Cation and Water Structure, Dynamics, and Energetics in Smectite Clays: A Molecular Dynamics Study of Ca-Hectorite
N Loganathan and AO Yazaydin and GM Bowers and AG Kalinichev and RJ Kirkpatrick, JOURNAL OF PHYSICAL CHEMISTRY C, 120, 12429-12439 (2016).
The incorporation of Ca2+ into smectite minerals is well-known to have a significant effect on the welling behavior and mechanical properties of this environmentally and; technologically important group of materials. Relative to common alkali cations such as Na+, and Cs+, Ca2+ has a larger charge/ionic radius ratio and thus interacts very differently with interlayer water molecules and the oxygens of the clay basal surface. Recent H-2 and Ca-43 NMR studies of the smectite mineral, hectorite, show that the molecular scale interlayer dynamics is quite different with Ca2+ than with alkali cations. Classical molecular dynamics (MD) simulations presented here use a newly developed hectorite model with a disordered, distribution of Li+/Mg2+ substitutions in the octahedral sheet and provide new insight into the origin of the effects of Ca2+ on the structure, dynamics, and energetics of smectite interlayers, The computed basal spacings and thermodynamic properties suggest the potential for formation of stable monolayer hydrates that have partial and complete water contents, a bilayer hydrate, and possible expansion to higher hydration states.
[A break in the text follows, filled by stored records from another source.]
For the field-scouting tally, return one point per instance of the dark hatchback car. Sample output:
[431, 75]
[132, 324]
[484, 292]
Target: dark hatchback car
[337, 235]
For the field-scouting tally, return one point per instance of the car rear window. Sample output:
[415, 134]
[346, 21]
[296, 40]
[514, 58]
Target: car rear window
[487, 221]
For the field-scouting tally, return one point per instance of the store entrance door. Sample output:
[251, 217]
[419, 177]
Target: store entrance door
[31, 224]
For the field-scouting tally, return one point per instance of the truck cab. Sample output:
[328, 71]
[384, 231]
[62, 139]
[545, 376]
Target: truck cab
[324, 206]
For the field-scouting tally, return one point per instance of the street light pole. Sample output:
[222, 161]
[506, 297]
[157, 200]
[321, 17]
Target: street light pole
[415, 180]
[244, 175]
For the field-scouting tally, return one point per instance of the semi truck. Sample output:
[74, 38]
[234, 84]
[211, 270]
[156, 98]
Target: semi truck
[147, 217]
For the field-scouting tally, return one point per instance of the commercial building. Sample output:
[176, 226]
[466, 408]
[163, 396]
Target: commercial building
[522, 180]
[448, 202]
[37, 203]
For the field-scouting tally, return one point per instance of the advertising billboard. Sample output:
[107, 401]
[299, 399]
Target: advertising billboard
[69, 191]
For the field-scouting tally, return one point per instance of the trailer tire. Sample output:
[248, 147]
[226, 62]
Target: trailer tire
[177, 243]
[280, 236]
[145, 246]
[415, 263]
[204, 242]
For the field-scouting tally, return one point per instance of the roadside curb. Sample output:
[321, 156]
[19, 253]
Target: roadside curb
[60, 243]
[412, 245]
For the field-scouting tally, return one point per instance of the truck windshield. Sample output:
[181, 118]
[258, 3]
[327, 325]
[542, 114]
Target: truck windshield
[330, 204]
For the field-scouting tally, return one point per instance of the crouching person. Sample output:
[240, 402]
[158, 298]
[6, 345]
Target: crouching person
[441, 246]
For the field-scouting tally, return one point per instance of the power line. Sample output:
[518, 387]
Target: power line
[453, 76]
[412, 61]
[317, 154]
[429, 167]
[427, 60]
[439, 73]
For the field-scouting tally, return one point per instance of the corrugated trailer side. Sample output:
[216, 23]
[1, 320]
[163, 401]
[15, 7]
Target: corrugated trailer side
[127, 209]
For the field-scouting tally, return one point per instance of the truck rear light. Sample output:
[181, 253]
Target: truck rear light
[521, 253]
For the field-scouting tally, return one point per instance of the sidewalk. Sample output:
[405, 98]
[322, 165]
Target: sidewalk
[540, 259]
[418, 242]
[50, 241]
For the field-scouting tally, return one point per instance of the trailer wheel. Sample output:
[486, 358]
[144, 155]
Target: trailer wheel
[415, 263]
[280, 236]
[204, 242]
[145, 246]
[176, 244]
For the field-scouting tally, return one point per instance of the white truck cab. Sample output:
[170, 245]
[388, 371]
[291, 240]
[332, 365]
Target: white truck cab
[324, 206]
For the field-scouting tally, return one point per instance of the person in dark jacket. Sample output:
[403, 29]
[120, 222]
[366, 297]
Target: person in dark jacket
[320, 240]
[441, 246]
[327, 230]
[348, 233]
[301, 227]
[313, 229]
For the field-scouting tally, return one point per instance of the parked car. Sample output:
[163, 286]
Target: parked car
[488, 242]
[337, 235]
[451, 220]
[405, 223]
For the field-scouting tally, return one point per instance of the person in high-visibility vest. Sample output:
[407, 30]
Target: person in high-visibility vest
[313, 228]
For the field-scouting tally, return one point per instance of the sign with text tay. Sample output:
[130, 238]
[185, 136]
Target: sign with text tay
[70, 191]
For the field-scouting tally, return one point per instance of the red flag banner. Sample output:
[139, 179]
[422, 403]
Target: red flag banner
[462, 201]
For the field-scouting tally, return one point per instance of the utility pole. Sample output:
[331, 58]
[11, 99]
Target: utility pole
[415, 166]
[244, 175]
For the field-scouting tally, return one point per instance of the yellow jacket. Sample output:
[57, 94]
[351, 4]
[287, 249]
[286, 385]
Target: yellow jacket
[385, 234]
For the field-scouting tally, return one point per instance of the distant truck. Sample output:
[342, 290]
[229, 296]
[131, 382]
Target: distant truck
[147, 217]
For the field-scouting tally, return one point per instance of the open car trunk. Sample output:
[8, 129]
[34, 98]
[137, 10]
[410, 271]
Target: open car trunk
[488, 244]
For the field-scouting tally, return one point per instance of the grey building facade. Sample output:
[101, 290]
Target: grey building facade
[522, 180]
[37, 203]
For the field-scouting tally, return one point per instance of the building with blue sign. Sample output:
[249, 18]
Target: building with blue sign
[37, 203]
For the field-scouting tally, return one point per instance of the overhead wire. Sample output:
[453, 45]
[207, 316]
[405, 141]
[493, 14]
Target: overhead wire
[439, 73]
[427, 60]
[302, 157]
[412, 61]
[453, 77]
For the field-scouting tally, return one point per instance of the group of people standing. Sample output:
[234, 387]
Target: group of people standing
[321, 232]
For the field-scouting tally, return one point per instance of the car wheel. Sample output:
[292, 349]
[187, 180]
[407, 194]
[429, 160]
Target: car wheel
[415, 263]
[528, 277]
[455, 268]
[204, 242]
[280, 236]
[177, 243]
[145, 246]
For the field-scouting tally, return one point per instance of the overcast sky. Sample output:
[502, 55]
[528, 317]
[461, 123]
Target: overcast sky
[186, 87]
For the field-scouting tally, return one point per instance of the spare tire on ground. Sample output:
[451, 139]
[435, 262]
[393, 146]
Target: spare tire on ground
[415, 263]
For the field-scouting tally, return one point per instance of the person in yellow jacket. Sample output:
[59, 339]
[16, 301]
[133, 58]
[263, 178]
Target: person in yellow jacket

The system hydration energies are comparable to those previously calculated for Ca- montmorillonite and are more negative than for Cs- and Na-hectorite due to the higher hydration energy of Ca2+. The coordination environments of Ca2+ change significantly with increasing interlayer hydration, with the extent of coordination to basal oxygens decreasing as the number of interlayer molecules increases. On external (001) surfaces, the H2O molecules closest to the surface are adsorbed at the centers of ditrigonal cavities and bridge Ca2+ to the surface. The Ca2+ ions on the external surface are all in outer-sphere coordination with the basal oxygens of the surface, and the proximity-restricted region with a significant number of Ca2+ is approximately 6 angstrom thick. Quantification of these interactions provides a basis for understanding intercalation of Ca2+ by organic species and smectite minerals.